Recently I’ve been quite taken by the idea of density signals. These are similar to digital signals, but are instead represented by a single bit for any given point in time. A very common example of this is the output of a pulse-width modulator (PWM), which may drive an RC low-pass filter to create a simple digital to analog converter (DAC), facilitate some motor control, etc. PWMs are commonly made with a single counter with a compare. The continually counting counter’s compare output will be high during a given pulse width based on the compare result, and thus give the desired duty cycle. Let’s say we want to create a DAC from this PWM. We can do this as described above, by tying a resistor and capacitor to the output to create a low-pass filter. The capacitor will act as the energy storage for the DAC, and the PWM’s duty cycle will define the output voltage of the DAC, assuming a sufficiently quick period for PWM. The diagram below demonstrates this configuration.
Very simply, the counter produces a signal of sufficiently high frequency such that the filter output is effectively a DC representation of the duty cycle described by the following equation.
This is pretty cool and all, and allows us to create a decent DAC. We can create analog signals using this PWM by changing the compare value in time, at a rate of at most once per counter period. Again, this is called pulse width modulation, and it allows us to convert a digital signal – the one that controls the counter compare value – into a density signal, a string of bits whose duty cycle (or density!) describes its amplitude. This conversion is between a single, quantized value and a string of bits representing this value is called modulation. So, what is this delta-sigma modulation, and why is it so cool? Well, let’s look at a different way to make this DAC as s demonstration.
Let’s say that, instead of using a counter with a compare, we instead use an adder and a register to create our density signal. This is done by registering the adder output and feeding it back into one of its inputs, and taking our digital duty cycle value (as a fraction of the adder width) and feeding it into the other adder input. The overflow output of the adder will be our density stream output. This whole circuit is shown in the following diagram.
Ok, so what does this do? Let’s look at a simple example: we will use a common 8-bit adder, and we will use a duty cycle of 50%. To do this, we place 128 in the duty cycle register, which causes the adder to overflow every other operation. For a duty cycle of 25%, we use 256/4 = 64, which causes the adder to overflow every 4 operations. For a duty cycle of 75%, we use 256*3/4 = 192, which causes the adder to overflow 3 out of every four operations. Why is this desirable? Because it moves the modulation frequency as high as possible for each given duty cycle, ensuring that digital feed-through at the filter output is minimized, giving you a maximally smooth output. This modulation scheme is called Delta-Sigma Modulation (DSM). It is useful for DAC creation, but is particularly useful in analog to digital converters (ADCs), as I will discuss in a later blog post.
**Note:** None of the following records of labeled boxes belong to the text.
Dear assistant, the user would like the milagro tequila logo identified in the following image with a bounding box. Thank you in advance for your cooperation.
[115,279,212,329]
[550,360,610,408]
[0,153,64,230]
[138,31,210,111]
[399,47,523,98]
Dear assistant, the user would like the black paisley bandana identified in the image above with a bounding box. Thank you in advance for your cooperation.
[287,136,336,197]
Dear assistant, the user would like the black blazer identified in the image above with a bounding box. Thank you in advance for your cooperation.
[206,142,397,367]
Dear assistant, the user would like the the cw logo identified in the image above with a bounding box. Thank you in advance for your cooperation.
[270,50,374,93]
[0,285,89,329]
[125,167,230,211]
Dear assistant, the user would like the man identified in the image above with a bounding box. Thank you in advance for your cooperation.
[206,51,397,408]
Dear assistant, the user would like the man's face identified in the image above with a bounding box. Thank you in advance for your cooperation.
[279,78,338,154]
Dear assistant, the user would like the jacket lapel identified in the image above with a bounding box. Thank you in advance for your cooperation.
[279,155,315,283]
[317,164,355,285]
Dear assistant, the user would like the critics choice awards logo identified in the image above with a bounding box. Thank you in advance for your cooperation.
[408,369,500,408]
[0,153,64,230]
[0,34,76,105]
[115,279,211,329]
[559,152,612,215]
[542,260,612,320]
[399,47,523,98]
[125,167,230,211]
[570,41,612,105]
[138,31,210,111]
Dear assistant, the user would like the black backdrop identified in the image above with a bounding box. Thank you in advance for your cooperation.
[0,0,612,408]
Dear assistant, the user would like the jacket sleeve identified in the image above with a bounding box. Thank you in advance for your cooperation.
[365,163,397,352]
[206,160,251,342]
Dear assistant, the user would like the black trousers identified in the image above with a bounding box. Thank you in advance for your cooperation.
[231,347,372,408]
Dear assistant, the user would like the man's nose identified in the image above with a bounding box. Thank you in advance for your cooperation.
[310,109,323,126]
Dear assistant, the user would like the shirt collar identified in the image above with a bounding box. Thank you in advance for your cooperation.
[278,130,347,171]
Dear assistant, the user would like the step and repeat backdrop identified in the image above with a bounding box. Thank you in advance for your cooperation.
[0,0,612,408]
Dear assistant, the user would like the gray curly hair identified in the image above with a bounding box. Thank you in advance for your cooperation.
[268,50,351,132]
To test these claims, I’ve created a couple simple python classes for the PWM and DSM, and tested them with a modulation period of 256 and a duty cycle of 1/8. The time domain results are as expected, with the PWM producing a single high and single low pulse for each period, and the DSM producing many high and low pulses, as frequently as possible for this decimation period, as shown in the below plots.
Of particular interest is the resulting frequency spectrum, though. We can see in the below diagram that the PWM has many more low-frequency components, which are much more likely to get through the RC low-pass filter in our DAC. The DSM, on the other hand, has its energy in much higher frequencies, which are much less likely to bleed through the low-pass filter. We see this in the figure below.
DSM DACs are pretty cool, but DSM ADCs are much more impressive, and as the embedded world grows to embrace them, understanding them will be integral in utilizing them well. I will explore these in a future blog post, as well as an exploration of signal processing on density signals. Thanks for reading!